Physical Wellness

Smoking Bans Reduced Inmates’ Death Rates

By Cheri Cheng | Update Date: Aug 06, 2014 09:34 AM EDT

Anti-smoking laws and regulations have helped reduce the smoking rates in several countries. In a new study, researchers examined the effectiveness of enforcing smoking bans in prisons. They discovered that when prisoners were not allowed to smoke, their overall death rate tied to smoking related diseases, such as heart disease and cancer fell.
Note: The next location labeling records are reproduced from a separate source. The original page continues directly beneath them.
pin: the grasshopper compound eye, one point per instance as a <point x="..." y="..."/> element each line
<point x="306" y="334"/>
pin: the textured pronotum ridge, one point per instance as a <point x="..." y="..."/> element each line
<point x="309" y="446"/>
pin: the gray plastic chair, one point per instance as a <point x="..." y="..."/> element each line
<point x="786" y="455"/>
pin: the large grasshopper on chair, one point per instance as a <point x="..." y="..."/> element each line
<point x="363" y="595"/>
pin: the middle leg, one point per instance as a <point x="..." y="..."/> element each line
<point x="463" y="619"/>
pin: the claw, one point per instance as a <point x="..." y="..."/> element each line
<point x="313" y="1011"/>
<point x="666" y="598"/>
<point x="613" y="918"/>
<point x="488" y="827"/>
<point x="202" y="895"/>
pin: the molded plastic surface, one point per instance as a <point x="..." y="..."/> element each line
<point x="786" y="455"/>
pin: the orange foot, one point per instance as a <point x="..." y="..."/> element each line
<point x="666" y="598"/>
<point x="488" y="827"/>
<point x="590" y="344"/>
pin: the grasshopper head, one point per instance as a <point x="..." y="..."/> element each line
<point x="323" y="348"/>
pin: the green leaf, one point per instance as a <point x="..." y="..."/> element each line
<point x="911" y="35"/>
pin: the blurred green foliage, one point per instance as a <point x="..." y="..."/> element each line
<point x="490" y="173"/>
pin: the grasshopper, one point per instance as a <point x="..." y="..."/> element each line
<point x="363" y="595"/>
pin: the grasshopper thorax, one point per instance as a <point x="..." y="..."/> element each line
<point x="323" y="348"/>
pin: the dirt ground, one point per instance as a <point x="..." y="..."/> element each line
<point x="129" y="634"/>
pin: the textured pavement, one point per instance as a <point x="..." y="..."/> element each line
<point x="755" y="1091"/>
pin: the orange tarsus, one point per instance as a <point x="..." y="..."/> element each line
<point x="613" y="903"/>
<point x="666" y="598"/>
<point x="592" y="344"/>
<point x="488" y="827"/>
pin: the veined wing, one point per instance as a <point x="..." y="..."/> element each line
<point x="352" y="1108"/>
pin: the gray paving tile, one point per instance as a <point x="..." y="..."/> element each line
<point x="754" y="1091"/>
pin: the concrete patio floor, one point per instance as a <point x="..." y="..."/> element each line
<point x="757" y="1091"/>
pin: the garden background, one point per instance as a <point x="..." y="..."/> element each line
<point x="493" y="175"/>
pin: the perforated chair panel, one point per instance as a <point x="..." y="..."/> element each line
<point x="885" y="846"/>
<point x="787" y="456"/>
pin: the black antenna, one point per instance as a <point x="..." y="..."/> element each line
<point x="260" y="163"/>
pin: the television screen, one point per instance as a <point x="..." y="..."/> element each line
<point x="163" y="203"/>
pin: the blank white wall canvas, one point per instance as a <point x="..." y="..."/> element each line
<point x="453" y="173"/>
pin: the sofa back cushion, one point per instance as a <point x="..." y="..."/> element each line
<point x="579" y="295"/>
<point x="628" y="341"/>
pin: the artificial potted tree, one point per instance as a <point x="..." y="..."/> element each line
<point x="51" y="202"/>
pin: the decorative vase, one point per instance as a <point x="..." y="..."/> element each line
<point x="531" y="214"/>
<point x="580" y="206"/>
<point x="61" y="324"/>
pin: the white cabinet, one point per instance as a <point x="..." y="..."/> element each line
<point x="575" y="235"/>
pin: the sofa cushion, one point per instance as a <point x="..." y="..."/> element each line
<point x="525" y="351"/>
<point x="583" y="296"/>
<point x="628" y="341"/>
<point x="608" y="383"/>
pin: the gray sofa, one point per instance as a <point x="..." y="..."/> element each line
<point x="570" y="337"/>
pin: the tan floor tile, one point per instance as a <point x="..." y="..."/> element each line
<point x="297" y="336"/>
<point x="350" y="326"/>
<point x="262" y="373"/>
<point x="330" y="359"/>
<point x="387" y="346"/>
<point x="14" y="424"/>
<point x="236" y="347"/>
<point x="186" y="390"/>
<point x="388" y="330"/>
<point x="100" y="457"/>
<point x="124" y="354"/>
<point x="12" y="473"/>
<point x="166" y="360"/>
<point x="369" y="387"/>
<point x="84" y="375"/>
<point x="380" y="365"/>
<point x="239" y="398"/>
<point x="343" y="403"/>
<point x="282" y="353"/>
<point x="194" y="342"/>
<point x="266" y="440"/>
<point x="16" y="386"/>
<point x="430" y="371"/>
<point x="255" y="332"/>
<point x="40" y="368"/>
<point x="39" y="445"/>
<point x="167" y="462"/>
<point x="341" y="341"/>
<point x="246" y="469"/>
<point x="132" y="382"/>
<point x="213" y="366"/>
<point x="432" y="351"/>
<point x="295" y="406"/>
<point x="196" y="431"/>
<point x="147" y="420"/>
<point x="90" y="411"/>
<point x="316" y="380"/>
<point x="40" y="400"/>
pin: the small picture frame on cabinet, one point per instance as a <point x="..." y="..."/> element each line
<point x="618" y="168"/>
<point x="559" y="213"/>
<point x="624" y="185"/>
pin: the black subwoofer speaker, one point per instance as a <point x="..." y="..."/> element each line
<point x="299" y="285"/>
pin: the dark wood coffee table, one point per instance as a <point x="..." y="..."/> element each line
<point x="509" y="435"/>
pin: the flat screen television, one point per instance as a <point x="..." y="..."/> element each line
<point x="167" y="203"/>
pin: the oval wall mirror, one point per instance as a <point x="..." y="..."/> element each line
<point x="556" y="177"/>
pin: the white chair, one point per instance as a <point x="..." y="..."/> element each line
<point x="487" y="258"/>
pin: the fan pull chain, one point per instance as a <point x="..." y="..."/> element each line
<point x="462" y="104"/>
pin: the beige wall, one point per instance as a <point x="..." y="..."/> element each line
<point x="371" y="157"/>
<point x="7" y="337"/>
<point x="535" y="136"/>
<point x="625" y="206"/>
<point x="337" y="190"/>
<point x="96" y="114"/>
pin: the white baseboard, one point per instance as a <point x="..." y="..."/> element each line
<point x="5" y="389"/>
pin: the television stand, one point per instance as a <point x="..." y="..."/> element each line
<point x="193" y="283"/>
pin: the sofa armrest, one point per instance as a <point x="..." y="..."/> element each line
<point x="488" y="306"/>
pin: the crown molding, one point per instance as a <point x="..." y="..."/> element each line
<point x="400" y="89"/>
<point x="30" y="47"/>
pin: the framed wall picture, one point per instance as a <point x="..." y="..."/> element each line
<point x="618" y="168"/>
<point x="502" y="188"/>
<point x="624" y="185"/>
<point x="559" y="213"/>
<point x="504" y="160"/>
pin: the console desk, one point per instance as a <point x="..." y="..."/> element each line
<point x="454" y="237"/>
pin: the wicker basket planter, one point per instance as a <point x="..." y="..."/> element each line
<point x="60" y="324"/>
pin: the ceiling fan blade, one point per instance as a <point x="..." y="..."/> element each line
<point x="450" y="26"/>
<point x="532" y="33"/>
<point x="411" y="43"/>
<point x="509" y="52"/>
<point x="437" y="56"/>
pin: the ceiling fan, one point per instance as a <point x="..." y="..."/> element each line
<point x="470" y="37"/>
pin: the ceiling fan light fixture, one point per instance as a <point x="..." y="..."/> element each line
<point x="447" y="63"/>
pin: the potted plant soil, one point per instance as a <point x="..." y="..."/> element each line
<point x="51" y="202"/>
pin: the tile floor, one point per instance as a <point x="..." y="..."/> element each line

In this study, the researchers surveyed prisoners from state correctional facilities. The surveys collected data on prison smoking policies and deaths. The researchers focused on calculating years of life lost due to smoking as well as the effects of smoking bans on the mortality rate.

According to the researchers, at the end of 2011, there were 1.4 million prisoners incarcerated in state facilities. Roughly 50 to 83 percent of these prisoners smoke. Based on the surveys' answers, smoking was tied to a death rate of 360 per 100,000 people. It was also tied to 5,159 years of potential life lost due to smoking per 100,000 years. The U.S. rates for these two factors are 248 and 3,501 per 100,000 respectively.

From 2001 to 2011, the number of states that enforced smoking bans in their correctional facilities increased from 25 to 48. The death rate tied to smoking for prisoners prior to these bans was 129 per 100,000. After the bans, the rate fell to 110 per 100,000.

The researchers calculated that short-term smoking bans led to a nine percent drop in death rates. Long-term smoking bans led to even larger reductions. These bans cut the death rate by up to 11 percent, the cancer death rate by up to 19 percent and the pulmonary death rate by up to 34 percent when compared to prisons that did not have any bans enforced at all. The most common causes of smoking-related deaths were lung cancer, chronic lung disease, heart disease and stroke.

"These findings suggest that smoking bans have health benefits for people in prison, although bans impose limits on individual autonomy and many people resume smoking after release," the researchers concluded according to the press release.

The study, "Prison tobacco control policies and deaths from smoking in United States prisons," was published in the BMJ.